* CEO sees group pretax in 2013 on a similar scale to 2012
* Co sees 2013 car sales rising by single-digit pct rate
* Auto free cash flow to drop below 3 bln eur in 2013
* Auto EBIT margin to drop to 8-10 pct in 2013
* Shares fall 1.6 percent vs 0.8 pct DAX drop
By Christiaan Hetzner
MUNICH, March 19 BMW expects earnings
to stagnate this year as costs for 11 model launches, the
development of fuel-efficient technology and expanding
production eat up higher profits from rising car sales.
German luxury brands like BMW, Volkswagen's Audi
and Mercedes have fared better in the economic
downturn than their European mass-market peers, but BMW is
ramping up its spending on research and development of
fuel-efficient technologies to stay ahead of the game.
"We expect to report group profit before tax on a similar
scale to 2012," Chief Executive Norbert Reithofer told reporters
during the group's annual earnings conference, citing
investments in new technologies and in the company's production
In 2012, BMW posted earnings before tax of 7.82 billion
euros ($10.1 billion).
Europe remains the single biggest headache for BMW, and not
just because its market volume has plunged to levels not seen in
nearly 20 years.
Brussels has imposed on BMW a limit of 99 grams of carbon
dioxide emitted per kilometer for its new car fleet in Europe by
2020 - a goal that Reithofer argues is impossible to reach
without rolling out hybrids and electric cars throughout BMW's
"If we just used conventional powertrains, the sole way we
could achieve this target is if we only sold Minis and 1 Series
with three- and four-turbocharged cylinder engines in Europe,"
he said, noting the company would have to increase the use of
battery power to meet the EU targets.
As a result, BMW is increasing its spending on
fuel-efficient technologies, since hybrids and electric were "a
must, not an option".
"We came originally from 210 grams per kilometer and
currently have a European fleet average of 145 grams," Reithofer
said. "We need to get to 99 grams by 2020 and ... this last bit
is the most challenging, technologically speaking."
Shouldering the higher investment costs means BMW expects
free cash flow at its core automotive business to fall below 3
billion euros in 2013 from 3.81 billion in 2012, while its EBIT
margin will decline to between 8 and 10 percent from 10.9
The Munich-based company forecast volume globally would rise
by a single-digit percentage rate from about 1.85 million
vehicles sold last year, thanks to new models like the 4 Series
Coupe due in September.
With euro zone economic jitters returning, executives are
placing their hopes on rising demand in the United States and
Chinese markets to offset weakness on this side of the Atlantic.

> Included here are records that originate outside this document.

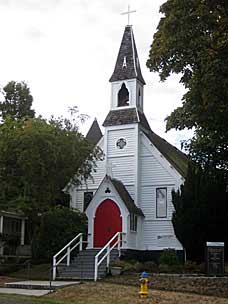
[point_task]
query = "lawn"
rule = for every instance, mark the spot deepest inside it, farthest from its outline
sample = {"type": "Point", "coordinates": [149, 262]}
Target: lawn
{"type": "Point", "coordinates": [107, 293]}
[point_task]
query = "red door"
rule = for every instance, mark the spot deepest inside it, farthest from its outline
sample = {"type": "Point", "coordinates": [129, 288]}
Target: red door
{"type": "Point", "coordinates": [107, 222]}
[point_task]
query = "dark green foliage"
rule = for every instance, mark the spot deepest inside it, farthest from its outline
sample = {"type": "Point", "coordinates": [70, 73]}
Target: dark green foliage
{"type": "Point", "coordinates": [38, 159]}
{"type": "Point", "coordinates": [201, 211]}
{"type": "Point", "coordinates": [168, 257]}
{"type": "Point", "coordinates": [58, 227]}
{"type": "Point", "coordinates": [17, 101]}
{"type": "Point", "coordinates": [192, 39]}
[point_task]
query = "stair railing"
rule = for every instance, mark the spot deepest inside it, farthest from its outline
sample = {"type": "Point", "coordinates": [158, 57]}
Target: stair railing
{"type": "Point", "coordinates": [108, 247]}
{"type": "Point", "coordinates": [67, 249]}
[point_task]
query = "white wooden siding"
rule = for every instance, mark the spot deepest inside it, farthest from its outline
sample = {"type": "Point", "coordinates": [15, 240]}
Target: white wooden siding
{"type": "Point", "coordinates": [114, 135]}
{"type": "Point", "coordinates": [152, 172]}
{"type": "Point", "coordinates": [155, 173]}
{"type": "Point", "coordinates": [148, 201]}
{"type": "Point", "coordinates": [79, 200]}
{"type": "Point", "coordinates": [123, 169]}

BMW and its Chinese partner Brilliance are investing roughly
500 million euros to expand their production capacity to about
300,000 cars annually in the medium term, with another 100,000
coming on top if required.
Given BMW's growth of 40 percent in China last year, that
could be necessary, since its two local plants produce less than
half of the cars it sold.
BMW expects its sales in China to rise by a high
single-digit or low double-digit percentage rate, compared with
the 8.5 percent growth it forecasts for the overall Chinese
market. But executives acknowledged that they have
underestimated how resilient luxury car demand there is.
China has become so important that BMW has begun producing
engines in China - its first such powertrain plant outside
Europe. And analysts say it is not just volume growth that makes
China so crucial to BMW, but its profit margins as well.
"We firmly believe that China now accounts for significantly
more than 50 percent of BMW's profits," wrote Bernstein's Max
Warburton in a research note published last week, though the
company said this is far too high.
BMW shares fell 1.6 percent to 69.07 euros, compared with a
0.8 percent drop in German blue chips as a whole.